Labour market issues have gradually become central to the debate over the European variant of an economic and social development strategy for the twenty- first century, not least because sluggish European growth over the last two decades has also been combined with unemployment rates which have been persistently higher than the United States and elsewhere (Bermeo, 2001). An important reflection of these concerns, combined with a focus on knowledge- based growth, has been a policy programme known as the Lisbon Strategy. A cornerstone of European development policy between 2000 and 2010, this aimed at increasing productivity and stimulating job creation in order to deliver improved living standards in the region. While the Strategy was criticized on the grounds that it was too broad in scope, it singled out five specific policy areas for development: product and capital market reforms; investment in the knowledge- based economy; labour market reforms; social policy reforms; and, added later, environmental reforms (Council of the European Union, 2005: 9).
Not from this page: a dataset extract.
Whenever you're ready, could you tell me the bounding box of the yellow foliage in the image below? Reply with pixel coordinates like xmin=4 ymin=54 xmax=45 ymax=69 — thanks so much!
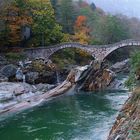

Reform programmes at the national state level were supposed to be constructed around specific European-level targets: directly relevant to the development of policy for reconciling family and working life discussed shortly, the Lisbon Strategy includes a target of raising female workforce participation rates from 54 to 60 per cent by 2010 (Boeri et al., 2005: 2). A similar approach has been adopted in the subsequent Europe 2020 Strategy, although the timeframe of this later set of commitments falls outside the scope of this book. However, what is most important to note is that attention to the state’s role in promoting particular types of labour market outcomes, tied to concepts of innovation, flexibility, and knowledge-based growth, has been placed at the centre of the analysis.